Tuesday, May 04, 2021

Thoughts after Proust

Michael and I finished reading the last volume of À la recherche du temps perdu in the In Search of Lost Time translations the other day. We began in December, and through twice-daily installments of reading together, we finished in May.

I suppose that everyone has their own particular set of responses to the act of reading this novel. For me it was a set of responses that drew upon many memories that I had either forgotten or had repressed. The various characters at various times reminded me of interactions, feelings, obsessions, helplessness, confusion, and blindness that I recall experiencing in the various theaters of my life.

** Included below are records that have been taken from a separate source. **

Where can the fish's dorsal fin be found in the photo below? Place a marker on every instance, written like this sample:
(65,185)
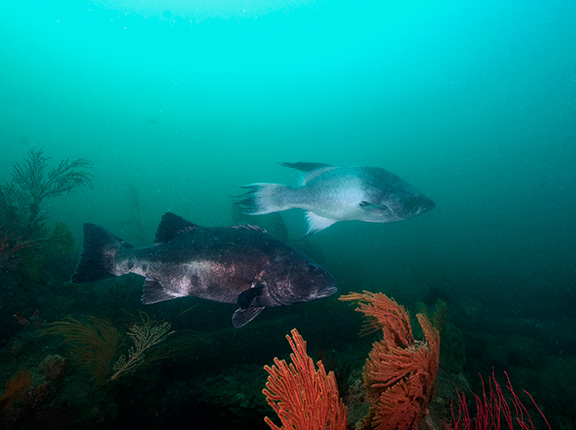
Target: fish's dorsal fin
(171,226)
(308,171)
(249,227)
(317,223)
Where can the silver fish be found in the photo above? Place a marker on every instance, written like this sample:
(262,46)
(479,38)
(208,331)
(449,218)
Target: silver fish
(240,264)
(330,194)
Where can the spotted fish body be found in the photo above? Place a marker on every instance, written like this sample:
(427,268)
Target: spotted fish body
(240,264)
(330,194)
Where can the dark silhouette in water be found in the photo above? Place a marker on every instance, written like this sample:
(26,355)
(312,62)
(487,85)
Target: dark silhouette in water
(240,264)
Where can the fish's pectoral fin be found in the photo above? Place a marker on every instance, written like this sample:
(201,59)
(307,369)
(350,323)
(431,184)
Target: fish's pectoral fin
(371,207)
(153,292)
(248,297)
(317,223)
(171,226)
(241,317)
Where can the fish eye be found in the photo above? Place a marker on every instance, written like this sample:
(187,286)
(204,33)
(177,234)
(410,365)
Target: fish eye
(312,269)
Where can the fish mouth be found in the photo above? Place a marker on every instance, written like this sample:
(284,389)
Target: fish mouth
(419,205)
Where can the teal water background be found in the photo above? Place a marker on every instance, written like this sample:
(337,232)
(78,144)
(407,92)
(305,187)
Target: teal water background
(472,102)
(179,103)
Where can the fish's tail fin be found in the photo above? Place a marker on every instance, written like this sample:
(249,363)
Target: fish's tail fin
(265,198)
(98,255)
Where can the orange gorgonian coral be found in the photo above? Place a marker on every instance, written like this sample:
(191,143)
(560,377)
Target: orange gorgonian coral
(399,373)
(304,398)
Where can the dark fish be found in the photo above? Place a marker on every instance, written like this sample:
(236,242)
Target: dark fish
(330,194)
(240,264)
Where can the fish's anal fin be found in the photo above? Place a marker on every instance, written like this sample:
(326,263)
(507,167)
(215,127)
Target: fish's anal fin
(241,317)
(152,292)
(171,226)
(317,223)
(247,297)
(308,171)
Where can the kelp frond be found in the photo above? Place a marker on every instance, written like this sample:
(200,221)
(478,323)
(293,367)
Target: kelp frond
(94,344)
(144,335)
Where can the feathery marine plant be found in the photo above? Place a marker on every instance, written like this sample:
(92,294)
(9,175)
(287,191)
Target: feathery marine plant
(96,343)
(21,198)
(144,336)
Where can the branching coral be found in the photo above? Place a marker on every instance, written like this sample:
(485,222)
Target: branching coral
(304,398)
(399,373)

And now in the "aftermath" I am left with a set of pathways into my own unconscious mind that I am forced to explore. I can understand how after finishing the novel it would be very easy to flip to the beginning of Swann's Way and experience the narrator's experience with new eyes, revisit the art (some of which we can now look up at the touch of a button, and some of which we need to paint out of our own imagination, within the guidelines that are being offered), and hear (once again) what we imagine the music to have been. I feel no such inclination to take another trip around the Proust world's sun until I have done a more thorough examination of my own life.

I offer no spoilers, but I can tell you that the narrator often talks about love (and other things) as being driven by habit. I suppose that by having had the twice-daily habit of reading Proust: experiencing the sometimes overwhelming beauty of his sentences as well as the sometimes unbearably long periods of obsessive cluelessness, hating the narrator for his inability to understand how women are "wired," (perhaps it is too much to ask), and then loving the narrator for describing music, sleep, art, light, weather, travel, household sounds, characters I know from literature (from Balzac, in particular), and history as he lived it (the Dreyfus Affair, World War I), I have taken on a new set of habits myself.

Proust's set of characters functioned as a kind of a social life for us during this time of not being able to socialize because of the pandemic. Now that we have closed the book (literally) (please forgive the pun) on that world, I wonder how Michael and I will function in the real social world of later 2021 or 2022. Not that we had a Proust-like social life, with parties, salons, royalty, cads, and louts, but before the pandemic we did have occasions to interact with some interesting people, and we could do it in places other than in the grocery store, where we go double-masked once every three weeks (our only real outing aside from Michael's mother's place of assisted living), with little to talk about with our neighbors except for the fact that we are wearing masks and we are trying to survive in a backward-thinking and science-denying place like Charleston during a pandemic.